The former reef material was bound for the curio trade, an off-the-radar market that spans from low-end, roadside shell shops to posh interior-design companies. The shipping containers and the repeated pattern of mislabeled coral are now at the center of a federal investigation being led by the U.S. Fish and Wildlife Service that could result in criminal charges and stiff financial penalties against the people who were importing it. Sources familiar with the ongoing investigation would not reveal the names of those involved but say that the same Solomon Islands-based company exported all of the containers to several American importers.
"Every time I walk into that warehouse at the Port of Tampa, I'm flabbergasted by the size of the shipment," Lunz says. "I'm seeing shipments of coral in such large quantities that it's potentially devastating entire reefs."
Coral has a PR problem. It's not cute, so the public isn't fired up about saving it. Mounds of it piled in a warehouse don't stir the same visceral reaction as a dead rhino with its face gutted out for its horn or a bulldozer plowing through the Amazon. Most people don't even know coral is an animal. But corals hunt, eat, poop, and have sex. They even have huge orgies. For many species, once a year, shortly after sunset on the night of a full moon, masses of coral simultaneously release sacs of reproductive cells, turning the water into a cloudy primordial soup of sperm and eggs.
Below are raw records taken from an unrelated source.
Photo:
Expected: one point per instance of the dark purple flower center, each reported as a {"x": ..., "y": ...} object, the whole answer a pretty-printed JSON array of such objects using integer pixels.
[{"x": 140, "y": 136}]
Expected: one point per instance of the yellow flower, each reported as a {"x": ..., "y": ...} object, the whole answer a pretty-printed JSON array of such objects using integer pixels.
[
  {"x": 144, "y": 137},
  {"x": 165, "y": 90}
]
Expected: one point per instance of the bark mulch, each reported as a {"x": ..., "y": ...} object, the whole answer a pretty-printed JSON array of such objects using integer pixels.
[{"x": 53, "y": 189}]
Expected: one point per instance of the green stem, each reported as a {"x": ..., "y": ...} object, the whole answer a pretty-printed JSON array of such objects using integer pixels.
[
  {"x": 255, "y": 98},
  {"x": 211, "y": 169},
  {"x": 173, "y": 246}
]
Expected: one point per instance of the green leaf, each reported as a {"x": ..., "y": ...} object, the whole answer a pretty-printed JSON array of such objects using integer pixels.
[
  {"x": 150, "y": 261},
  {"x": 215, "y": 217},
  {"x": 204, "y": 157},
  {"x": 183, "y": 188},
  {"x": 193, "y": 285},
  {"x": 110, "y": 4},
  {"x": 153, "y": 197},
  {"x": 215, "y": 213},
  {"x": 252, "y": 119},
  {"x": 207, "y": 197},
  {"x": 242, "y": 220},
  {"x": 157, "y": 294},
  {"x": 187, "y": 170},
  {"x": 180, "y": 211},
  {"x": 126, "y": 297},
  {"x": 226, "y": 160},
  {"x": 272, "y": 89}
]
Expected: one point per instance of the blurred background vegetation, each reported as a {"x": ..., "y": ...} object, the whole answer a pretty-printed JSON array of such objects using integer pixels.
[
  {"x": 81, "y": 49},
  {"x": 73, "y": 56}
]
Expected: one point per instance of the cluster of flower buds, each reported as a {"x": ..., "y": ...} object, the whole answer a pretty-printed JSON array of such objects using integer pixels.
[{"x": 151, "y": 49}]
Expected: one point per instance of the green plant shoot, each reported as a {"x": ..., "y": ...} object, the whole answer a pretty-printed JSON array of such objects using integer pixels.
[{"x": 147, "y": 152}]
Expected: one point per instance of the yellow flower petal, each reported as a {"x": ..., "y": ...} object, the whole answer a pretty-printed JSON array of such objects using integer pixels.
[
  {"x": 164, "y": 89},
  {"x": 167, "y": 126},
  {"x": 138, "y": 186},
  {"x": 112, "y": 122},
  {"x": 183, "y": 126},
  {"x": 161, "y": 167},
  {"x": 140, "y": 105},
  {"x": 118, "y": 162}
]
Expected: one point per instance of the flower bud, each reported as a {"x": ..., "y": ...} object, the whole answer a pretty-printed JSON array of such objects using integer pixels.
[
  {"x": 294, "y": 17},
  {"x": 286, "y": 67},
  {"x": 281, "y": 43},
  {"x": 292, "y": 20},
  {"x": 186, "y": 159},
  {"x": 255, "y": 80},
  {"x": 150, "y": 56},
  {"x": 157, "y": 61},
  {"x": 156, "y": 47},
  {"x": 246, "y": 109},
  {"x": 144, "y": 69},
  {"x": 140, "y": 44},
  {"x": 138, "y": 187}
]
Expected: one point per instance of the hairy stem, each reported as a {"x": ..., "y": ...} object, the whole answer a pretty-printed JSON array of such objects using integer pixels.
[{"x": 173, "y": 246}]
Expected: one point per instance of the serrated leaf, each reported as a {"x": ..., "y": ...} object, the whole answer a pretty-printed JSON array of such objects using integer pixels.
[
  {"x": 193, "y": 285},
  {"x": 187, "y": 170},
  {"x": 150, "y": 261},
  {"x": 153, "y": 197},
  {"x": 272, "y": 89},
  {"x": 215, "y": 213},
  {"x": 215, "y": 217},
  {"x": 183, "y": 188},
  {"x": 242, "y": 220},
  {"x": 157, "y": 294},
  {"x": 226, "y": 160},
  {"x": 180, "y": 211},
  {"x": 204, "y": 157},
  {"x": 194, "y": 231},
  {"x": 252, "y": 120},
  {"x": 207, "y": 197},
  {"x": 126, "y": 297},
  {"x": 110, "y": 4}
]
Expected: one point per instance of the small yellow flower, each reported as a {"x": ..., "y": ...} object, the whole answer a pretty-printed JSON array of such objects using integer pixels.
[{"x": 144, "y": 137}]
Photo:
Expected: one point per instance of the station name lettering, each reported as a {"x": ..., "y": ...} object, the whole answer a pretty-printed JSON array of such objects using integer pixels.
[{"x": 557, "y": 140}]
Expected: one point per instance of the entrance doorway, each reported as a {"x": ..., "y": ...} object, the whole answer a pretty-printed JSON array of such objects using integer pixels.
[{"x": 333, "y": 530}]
"Most people think of corals as rocks or some sort of plant life," says Andrew Baker, a University of Miami marine biologist with a British accent and supple black hair. "After all, they don't swim around like an animal should, they look like they're rooted to the bottom, and they grow like plants. But the cool thing about them is that they are... close relatives of anemones and jellyfish. Corals are covered in tiny stinging cells called nematocysts, which they use to help catch their prey. When a piece of potential food wafts by, corals use their tentacles to trap it; then they sting it to death and eat it. It's rather savage, actually."